PriceSmart: Maintain at Hold, Increase PT from $73 to $88
PriceSmart is an appealing, high growth stock in the Caribbean that is growing at 15-20% over the next two years in sales, but we believe that most growth is priced in at these levels. The company is a buy on weakness. One issue that continues to remain for the company is that they continue to struggle with margins and controlling prices. The company is seeing a lot of trouble with inputs rising and being able to maintain margins. That issue coupled with a high P/E does worry us. We have seen a lot of solid growth that outperformed our expectations, which were quite low. We would be cautious, though, with PSMT.
Target: Maintain at Hold, Decrease PT from $62 to $58
Right now, we just do not see Target as one of the best investments in the discount sector. The company has some definite growth positives in Canada expansion, good sales, and good guidance. Yet, at the same time, the company continues to see debt increasing, FCF dropping, margins being squeezed, and a stock that may be getting stuck. Right now, we worry that Target is becoming a dividend stock that operates in the moderate growth sector and maintains a nice yield at 2.1%. There is no doubt that there is value in this company, but its PE and future PE are very similar. Therefore, the company is just discounted more heavily right now. That may be due to high amounts of debt or just a general dividend malaise. Right now, we just do not see a lot of growth for this stock in these market conditions unless Canada, really sparks the stock to get back into a growth phase. There is value here, and its a nice buy for that on a dip.
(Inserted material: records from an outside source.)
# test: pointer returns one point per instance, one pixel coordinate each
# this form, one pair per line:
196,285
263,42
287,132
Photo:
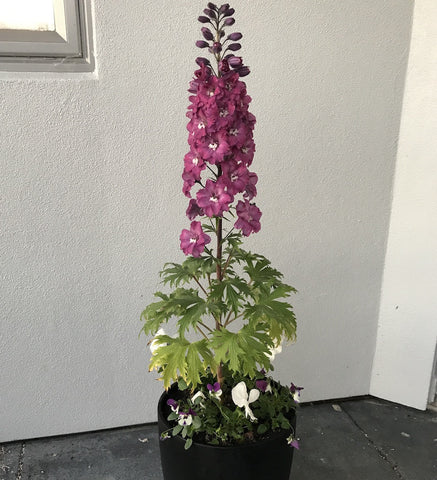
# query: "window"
45,35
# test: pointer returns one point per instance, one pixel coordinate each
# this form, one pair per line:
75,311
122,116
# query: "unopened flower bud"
224,66
216,47
234,47
207,34
235,36
235,62
202,44
210,13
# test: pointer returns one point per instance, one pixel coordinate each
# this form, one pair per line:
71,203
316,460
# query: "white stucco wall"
407,327
91,206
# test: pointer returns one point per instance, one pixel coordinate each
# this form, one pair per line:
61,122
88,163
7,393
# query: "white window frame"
66,49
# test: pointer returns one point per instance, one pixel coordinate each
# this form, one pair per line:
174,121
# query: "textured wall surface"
407,329
91,205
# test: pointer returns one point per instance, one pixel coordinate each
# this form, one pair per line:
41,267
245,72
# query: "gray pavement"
365,439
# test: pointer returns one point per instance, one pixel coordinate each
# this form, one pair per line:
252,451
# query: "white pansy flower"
242,399
154,345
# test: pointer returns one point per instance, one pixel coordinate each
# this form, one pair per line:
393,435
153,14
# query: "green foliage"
237,318
218,421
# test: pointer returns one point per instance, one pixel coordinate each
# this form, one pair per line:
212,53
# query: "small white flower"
185,419
154,344
274,351
242,399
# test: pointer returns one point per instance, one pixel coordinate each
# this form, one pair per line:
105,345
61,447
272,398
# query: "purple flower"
223,8
207,34
210,13
186,419
228,12
213,199
234,47
193,210
215,390
216,47
223,66
261,385
202,44
201,61
193,241
235,62
248,217
173,405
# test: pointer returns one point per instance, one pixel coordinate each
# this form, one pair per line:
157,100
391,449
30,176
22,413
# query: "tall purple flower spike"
220,135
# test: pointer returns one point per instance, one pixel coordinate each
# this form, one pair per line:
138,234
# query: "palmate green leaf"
260,271
158,313
177,274
193,314
278,317
231,291
180,358
243,350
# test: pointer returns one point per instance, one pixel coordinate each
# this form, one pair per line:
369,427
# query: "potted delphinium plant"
222,415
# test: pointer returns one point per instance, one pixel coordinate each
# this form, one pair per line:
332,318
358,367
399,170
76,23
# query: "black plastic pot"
268,459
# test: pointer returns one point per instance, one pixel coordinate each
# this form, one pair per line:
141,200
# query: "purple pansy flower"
295,391
173,405
215,390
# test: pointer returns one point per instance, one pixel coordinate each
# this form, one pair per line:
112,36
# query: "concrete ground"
364,439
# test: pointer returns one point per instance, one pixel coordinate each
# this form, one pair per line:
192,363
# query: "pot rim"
273,435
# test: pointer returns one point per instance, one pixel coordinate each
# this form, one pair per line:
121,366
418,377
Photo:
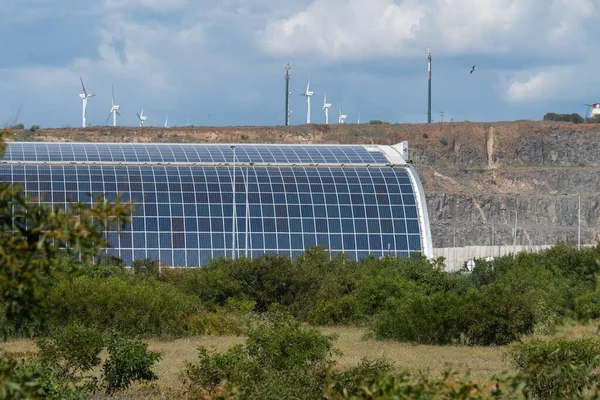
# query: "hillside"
475,174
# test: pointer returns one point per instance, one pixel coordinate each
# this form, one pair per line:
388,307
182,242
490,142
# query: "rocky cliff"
477,176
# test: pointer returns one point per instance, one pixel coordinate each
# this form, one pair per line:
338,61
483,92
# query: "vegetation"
78,306
574,118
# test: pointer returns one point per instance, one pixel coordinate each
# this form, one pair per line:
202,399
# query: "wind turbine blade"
83,86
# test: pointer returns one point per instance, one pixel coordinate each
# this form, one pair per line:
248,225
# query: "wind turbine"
588,111
308,95
141,117
84,96
114,110
326,107
342,118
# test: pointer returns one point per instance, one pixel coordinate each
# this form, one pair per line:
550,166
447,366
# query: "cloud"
536,86
352,29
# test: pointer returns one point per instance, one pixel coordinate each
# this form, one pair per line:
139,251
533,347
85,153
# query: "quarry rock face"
477,176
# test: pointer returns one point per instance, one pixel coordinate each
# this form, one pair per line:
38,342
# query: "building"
355,199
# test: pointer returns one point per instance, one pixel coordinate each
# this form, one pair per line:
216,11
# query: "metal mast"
429,85
288,75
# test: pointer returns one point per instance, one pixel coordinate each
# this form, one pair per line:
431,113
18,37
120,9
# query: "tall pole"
429,86
288,75
578,221
234,208
515,236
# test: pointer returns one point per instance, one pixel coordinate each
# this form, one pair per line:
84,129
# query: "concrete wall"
456,257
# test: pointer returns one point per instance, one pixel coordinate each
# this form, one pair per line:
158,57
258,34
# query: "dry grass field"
482,363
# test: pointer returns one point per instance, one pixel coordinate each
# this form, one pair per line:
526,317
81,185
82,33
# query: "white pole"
515,236
83,112
578,221
233,214
247,216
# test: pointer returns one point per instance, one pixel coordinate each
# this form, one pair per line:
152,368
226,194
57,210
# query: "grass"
482,363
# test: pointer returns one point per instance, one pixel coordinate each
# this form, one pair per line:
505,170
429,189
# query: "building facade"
194,202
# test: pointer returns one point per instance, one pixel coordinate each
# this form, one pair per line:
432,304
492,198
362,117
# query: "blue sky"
221,62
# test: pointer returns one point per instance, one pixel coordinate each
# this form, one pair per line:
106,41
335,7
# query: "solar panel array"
184,215
193,153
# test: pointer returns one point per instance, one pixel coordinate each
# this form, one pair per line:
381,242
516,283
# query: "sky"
221,62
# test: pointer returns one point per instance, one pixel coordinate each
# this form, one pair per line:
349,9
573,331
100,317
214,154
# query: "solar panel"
193,153
184,215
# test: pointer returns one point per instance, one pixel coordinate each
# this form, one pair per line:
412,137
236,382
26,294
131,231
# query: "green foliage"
34,380
281,359
72,351
348,381
558,369
574,118
32,236
128,360
403,385
131,306
587,306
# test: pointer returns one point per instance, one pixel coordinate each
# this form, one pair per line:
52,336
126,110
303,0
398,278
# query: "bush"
558,368
587,306
128,360
403,385
127,304
34,380
73,350
281,359
348,381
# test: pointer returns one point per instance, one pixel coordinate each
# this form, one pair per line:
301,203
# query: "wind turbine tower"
428,86
142,117
288,76
308,95
114,110
84,96
326,107
342,117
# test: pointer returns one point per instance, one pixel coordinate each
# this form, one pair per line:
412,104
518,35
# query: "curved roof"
17,152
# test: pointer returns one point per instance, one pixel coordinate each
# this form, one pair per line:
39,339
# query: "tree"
33,235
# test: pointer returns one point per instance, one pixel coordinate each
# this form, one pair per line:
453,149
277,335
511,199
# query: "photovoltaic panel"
184,215
193,153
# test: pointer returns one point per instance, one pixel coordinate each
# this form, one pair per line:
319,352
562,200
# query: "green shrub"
34,380
128,360
403,385
131,306
420,318
587,306
281,359
558,369
73,350
349,380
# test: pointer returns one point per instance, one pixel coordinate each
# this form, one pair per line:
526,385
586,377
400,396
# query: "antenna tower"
429,86
288,75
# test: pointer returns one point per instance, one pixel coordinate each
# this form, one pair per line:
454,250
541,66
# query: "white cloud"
536,86
355,29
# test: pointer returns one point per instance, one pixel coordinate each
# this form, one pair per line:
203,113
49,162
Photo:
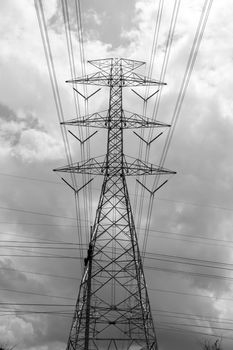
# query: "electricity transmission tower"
113,310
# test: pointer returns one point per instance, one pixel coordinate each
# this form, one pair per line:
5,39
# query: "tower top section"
121,70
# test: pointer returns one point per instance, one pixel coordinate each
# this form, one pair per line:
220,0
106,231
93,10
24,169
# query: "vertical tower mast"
113,309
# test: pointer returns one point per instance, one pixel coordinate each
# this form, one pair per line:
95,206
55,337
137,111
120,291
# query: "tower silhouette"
113,310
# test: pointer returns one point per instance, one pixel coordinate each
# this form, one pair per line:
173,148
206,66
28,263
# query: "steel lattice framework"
113,309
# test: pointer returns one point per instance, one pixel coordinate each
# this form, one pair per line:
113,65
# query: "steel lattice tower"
113,309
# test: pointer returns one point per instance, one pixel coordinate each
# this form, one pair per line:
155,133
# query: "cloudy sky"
192,213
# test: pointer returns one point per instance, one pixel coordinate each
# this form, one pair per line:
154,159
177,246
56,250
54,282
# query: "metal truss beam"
113,309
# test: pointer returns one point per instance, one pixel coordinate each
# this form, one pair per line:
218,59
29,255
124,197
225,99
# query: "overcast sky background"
197,201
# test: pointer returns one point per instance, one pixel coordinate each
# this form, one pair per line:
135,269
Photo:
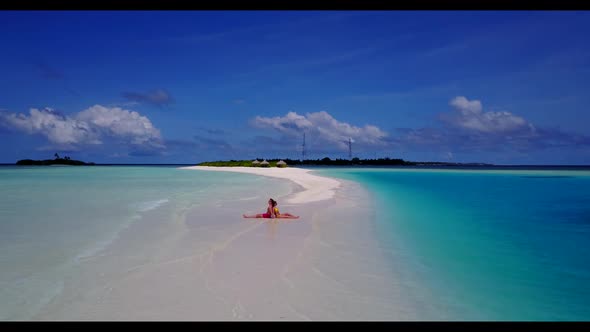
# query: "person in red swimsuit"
272,211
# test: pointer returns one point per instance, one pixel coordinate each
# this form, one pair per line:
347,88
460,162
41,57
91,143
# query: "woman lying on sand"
272,211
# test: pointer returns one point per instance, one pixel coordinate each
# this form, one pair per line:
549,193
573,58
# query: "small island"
258,162
66,161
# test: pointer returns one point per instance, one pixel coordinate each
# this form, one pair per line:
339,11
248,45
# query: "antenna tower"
303,148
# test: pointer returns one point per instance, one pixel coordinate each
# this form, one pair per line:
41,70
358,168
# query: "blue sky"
183,87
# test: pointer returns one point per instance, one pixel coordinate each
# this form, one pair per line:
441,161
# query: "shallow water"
54,218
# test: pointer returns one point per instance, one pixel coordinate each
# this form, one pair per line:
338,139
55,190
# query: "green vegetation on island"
258,162
57,161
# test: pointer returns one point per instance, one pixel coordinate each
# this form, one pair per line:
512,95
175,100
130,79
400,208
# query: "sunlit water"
53,218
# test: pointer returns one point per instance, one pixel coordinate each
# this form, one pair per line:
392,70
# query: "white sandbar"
316,188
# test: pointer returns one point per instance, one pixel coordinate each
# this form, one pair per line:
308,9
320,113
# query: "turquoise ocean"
487,244
474,244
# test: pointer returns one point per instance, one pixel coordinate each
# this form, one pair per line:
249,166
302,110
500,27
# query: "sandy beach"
315,188
212,264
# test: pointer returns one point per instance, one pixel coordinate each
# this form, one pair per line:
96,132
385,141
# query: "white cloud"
89,127
470,115
324,128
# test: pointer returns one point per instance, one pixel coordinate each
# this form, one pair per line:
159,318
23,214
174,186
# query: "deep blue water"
488,244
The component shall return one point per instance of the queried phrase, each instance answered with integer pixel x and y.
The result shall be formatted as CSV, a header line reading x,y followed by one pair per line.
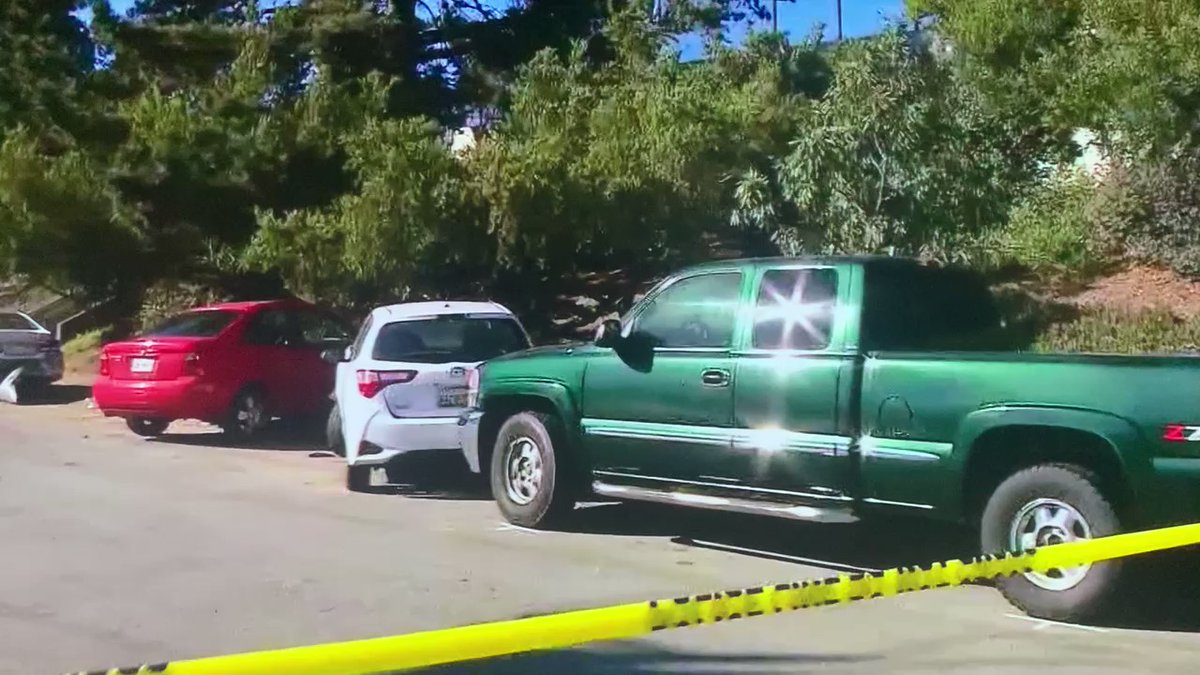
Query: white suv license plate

Otherwise, we think there are better opportunities.
Wal-Mart de Mexico: Maintain at Hold, Increase PT from $23 to $54
We heavily increased our expectations as we reduced our discount rate for the company as beta came down as well as FCF has stabilized at a relatively healthy level. Additionally, the Mexican version of Wal-Mart continues to see really strong growth. Its issue is being only available on pink sheets right now. We cannot recommend buying at these levels as well, but on a dip below $50 we like this company. Its a matter of then if you are comfortable holding pink sheets.
Wal-Mart Stores: Maintain at Buy, Increase PT from $76 to $80
Wal-Mart continues to remain a company we like at these levels. The difference for it is that we like WMT's attack and ability to see much larger growth in emerging markets. Target has refused to break out of North America, and we believe it is missing a giant opportunity overseas. China and Brazil remain high-growth markets for the company, and we like the fact that those markets exist for the company. WMT, additionally, is outperforming our expectations while TGT underperformed our expectations. We believe that Wal-Mart's value is very solid right here, and we like it as a nice play that has the ability to maintain great growth for 3-5 years. Target may not be able to sustain 5% growth if it does not expand out of North America for as long as WMT can. We would like to see margins turnaround as well as continued drop in overall debt.